Neither was there, and the only face which arrested his attention was a
woman's, standing in the door of the enclosed space at the end of the
porch, at right angles to the central door of the tavern, and just
beside it. The whole building was without paint, and weather-stained,
but the room on the porch was manifestly newer, as if it had been an
afterthought, and its two windows revealed some of the crude appendages
of a liquor bar, as a fire somewhere within flashed up and lighted it.

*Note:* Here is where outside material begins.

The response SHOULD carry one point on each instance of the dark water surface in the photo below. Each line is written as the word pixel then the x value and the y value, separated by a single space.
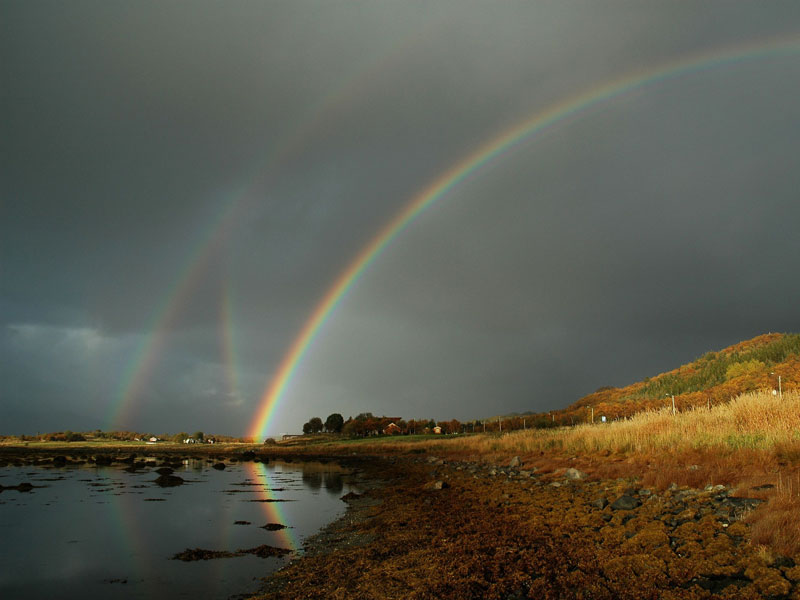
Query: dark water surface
pixel 102 532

By this fire the woman's face was also revealed, and she was so much
interested in the fight that she turned all parts of her countenance
into the firelight, slapping her hands together, laughing like a man,
dropping her oaths at the right places, and crying:
"I bet my money on little Owen Daw! Cy James ain't no good, by God!
Yer's whiskey a-plenty for Owen Daw if he gouges him. Give it to him,
Owen Daw! Shame on ye, Cy James!"
There was occasional servility and deference to this woman from members
of the crowd, however they were absorbed in the fight. She was what is
called a "chunky" woman, short and thick, with a rosy skin, low but
pleasing forehead, coal-black hair, a rolling way of swaying and moving
herself, a pair of large black eyes, at once daring, furtive, and
familiar, and a large neck and large breast, uniting the bull-dog and
the dam, cruelty and full womanhood.
Behind this woman, whom Phoebus thought to be Patty Cannon herself,
the moonlight from the rear came through the door in the older and main
building, shining quite through the house, and Phoebus saw that the
rear door was also open and was unguarded.